Of course - as with practically any software and the associated processes - there can also be certain difficulties when using gamification tools. The following problems are typical.

  • Costs: Gamification software and its implementation can be associated with significant costs. The more complex the requirements, the more expensive it gets. In this context, it should be ensured that the tool or its use do not "eat up" too much of the potential profit. It's not uncommon for the respective solutions to play out many of their advantages, but companies to benefit far less from them than thought due to the costs.
  • Maintenance of Benefits: In the context of the previous point, maintaining the benefit is an important topic. Of course, even gamifications occasionally have to be adjusted to keep them interesting. However, this usually involves more effort than, for example, carrying out a "simple" design update of a website. Outdated gamifications can quickly lead to negative effects - they are boring at the simplest. Interested parties should therefore make sure that the gamification tool continuously keeps up with the prevailing requirements and is as user-friendly as possible.
  • Data Protection: Especially when it comes to presenting gamifications or awards, bonuses or other goodies and their recipients publicly, there can be difficulties with data protection. In general, gamification processes are often associated with the use of personal data. In this regard, care should be taken that the chosen application already takes into account the applicable data protection regulations on its own. Interested parties are on the safe side if they stick to gamification apps in German or from Germany or at least from the European area. However, additional data protection and security measures may be required.

How to Choose a Suitable Gamification Tool?

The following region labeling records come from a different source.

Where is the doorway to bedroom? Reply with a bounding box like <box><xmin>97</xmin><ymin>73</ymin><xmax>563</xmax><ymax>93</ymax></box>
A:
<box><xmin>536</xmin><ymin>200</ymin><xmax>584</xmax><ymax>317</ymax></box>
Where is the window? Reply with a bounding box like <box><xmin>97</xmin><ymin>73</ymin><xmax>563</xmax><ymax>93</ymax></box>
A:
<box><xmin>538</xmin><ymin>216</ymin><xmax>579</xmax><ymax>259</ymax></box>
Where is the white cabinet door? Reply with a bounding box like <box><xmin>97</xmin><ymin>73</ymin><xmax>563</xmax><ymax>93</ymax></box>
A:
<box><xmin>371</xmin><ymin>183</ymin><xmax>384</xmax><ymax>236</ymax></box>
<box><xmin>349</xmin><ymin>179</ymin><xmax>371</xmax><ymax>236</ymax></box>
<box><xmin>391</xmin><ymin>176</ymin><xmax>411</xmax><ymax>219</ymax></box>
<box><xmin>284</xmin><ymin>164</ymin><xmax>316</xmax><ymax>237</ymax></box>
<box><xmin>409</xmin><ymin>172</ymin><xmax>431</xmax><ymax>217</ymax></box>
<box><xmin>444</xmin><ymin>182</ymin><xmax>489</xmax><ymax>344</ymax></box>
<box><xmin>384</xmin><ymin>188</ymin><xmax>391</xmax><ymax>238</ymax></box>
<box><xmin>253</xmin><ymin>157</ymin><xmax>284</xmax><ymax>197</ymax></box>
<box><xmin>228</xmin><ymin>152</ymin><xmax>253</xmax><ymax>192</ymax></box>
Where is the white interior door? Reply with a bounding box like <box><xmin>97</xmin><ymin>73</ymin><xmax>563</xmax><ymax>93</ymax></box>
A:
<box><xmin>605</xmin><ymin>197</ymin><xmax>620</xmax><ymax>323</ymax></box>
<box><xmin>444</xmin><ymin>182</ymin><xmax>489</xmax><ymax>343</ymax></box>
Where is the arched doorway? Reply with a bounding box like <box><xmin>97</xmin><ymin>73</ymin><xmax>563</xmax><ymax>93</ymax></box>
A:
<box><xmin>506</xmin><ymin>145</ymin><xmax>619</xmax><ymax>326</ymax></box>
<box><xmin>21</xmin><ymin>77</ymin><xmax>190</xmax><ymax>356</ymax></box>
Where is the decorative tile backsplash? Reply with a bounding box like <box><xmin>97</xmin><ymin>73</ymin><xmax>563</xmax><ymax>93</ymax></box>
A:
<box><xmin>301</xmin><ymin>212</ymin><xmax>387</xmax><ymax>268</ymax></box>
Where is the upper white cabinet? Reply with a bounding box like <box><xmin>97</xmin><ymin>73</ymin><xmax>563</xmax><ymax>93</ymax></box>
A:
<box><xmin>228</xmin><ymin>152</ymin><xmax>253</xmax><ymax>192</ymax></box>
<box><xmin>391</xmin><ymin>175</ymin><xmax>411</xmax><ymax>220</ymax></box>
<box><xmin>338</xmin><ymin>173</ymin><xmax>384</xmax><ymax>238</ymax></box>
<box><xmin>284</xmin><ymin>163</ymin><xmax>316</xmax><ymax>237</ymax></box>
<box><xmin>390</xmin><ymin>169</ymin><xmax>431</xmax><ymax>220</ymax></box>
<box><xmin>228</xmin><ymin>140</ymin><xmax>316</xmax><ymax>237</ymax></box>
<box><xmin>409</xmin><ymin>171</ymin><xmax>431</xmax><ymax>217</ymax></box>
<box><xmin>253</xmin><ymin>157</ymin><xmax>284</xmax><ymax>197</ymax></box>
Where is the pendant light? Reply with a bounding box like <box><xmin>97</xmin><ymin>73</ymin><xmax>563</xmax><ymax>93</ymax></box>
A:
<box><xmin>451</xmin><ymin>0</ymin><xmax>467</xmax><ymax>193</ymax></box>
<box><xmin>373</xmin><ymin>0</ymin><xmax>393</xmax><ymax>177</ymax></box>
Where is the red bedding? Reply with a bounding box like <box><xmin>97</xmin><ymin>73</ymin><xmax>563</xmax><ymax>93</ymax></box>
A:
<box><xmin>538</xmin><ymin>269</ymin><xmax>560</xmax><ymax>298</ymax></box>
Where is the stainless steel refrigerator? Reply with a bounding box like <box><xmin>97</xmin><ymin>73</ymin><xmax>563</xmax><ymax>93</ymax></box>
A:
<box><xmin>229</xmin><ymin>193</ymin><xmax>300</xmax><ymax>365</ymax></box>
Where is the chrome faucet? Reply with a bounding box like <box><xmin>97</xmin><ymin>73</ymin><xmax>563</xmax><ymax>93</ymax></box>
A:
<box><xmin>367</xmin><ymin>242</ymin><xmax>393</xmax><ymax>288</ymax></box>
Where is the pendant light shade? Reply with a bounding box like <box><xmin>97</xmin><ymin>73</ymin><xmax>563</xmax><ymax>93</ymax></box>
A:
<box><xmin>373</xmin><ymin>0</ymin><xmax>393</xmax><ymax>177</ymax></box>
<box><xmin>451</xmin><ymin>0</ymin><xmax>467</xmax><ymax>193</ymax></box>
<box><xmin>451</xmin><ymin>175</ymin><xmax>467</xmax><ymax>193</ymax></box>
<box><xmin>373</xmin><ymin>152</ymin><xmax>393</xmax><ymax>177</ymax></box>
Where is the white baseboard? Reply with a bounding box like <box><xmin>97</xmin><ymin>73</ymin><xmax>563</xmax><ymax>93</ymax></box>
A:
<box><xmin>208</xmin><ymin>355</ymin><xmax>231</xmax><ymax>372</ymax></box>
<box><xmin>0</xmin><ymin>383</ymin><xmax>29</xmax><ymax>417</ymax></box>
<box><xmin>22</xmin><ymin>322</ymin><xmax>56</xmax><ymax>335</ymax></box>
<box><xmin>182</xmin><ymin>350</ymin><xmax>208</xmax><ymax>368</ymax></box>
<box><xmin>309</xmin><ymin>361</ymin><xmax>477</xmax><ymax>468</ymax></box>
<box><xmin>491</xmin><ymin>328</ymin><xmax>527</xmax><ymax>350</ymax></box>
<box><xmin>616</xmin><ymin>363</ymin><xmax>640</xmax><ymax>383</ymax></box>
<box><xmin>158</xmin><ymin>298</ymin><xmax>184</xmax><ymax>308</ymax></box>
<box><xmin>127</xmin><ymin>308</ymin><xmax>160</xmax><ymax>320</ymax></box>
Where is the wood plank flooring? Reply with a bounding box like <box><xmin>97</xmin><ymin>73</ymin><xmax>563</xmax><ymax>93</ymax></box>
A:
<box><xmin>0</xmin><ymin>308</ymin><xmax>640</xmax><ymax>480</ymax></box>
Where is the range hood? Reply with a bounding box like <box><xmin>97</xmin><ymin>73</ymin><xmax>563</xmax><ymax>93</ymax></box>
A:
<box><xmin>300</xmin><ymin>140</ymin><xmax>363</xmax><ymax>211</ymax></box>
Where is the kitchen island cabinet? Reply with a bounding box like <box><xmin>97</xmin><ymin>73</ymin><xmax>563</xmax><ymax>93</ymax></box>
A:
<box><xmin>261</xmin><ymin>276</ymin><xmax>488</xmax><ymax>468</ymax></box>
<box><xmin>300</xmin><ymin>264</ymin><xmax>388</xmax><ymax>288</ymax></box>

Gamifications and corresponding gamification tools can be used in a wide range of application areas. Ideally, they provide numerous strong advantages. To maximize benefits, interested parties should choose the best gamification software for their purposes. The following points highlight what is particularly important.

  • Easy Integration: A gamification platform must be easy to integrate into an existing system or application. The ability to simply implement a gamification strategy and the associated application can be essential for a company. Often there is no time or personnel resources to fundamentally develop gamifications or to individualize them extensively through programming.
  • Versatility: A gamification platform must be versatile and should ideally be adaptable to every application case in one's own company context or any strategy. Not to be forgotten is that gamifications can be effectively used in a wide variety of business contexts. Therefore, there are applications specifically tailored to individual areas. For example, solutions for external or customer or sales specific purposes and those for the support of internal processes can be chosen.
  • Functional Scope: A gamification platform enables the application of typical game mechanics in business contexts. There are some basic elements that make up a gamification strategy and that should be adjustable via such software. The features mentioned above are elemental here. Ideally, these can still be flexibly scaled - depending on the company's current needs.

What Does Gamification Software Cost?

Gamification software is mostly offered as software-as-a-service (SaaS) today. But there are also still on-premise solutions, which are sometimes bought once and then integrated directly into existing systems on site. However, subscription models are more common – both with SaaS solutions and on-premise. In these cases, a license fee is then payable monthly or yearly. Generally, services are billed according to functional scope and per user. Therefore, costs can vary. Prices per user and with average to slightly extended functionalities are to be calculated at around 30 to 70 euros per month. Some providers even offer free versions. However, these normally come with a strongly limited number of features and permissible users. Especially with developer companies that offer larger suites, within which gamification tools are only a small part of the whole, an individual pricing structure is often underlying.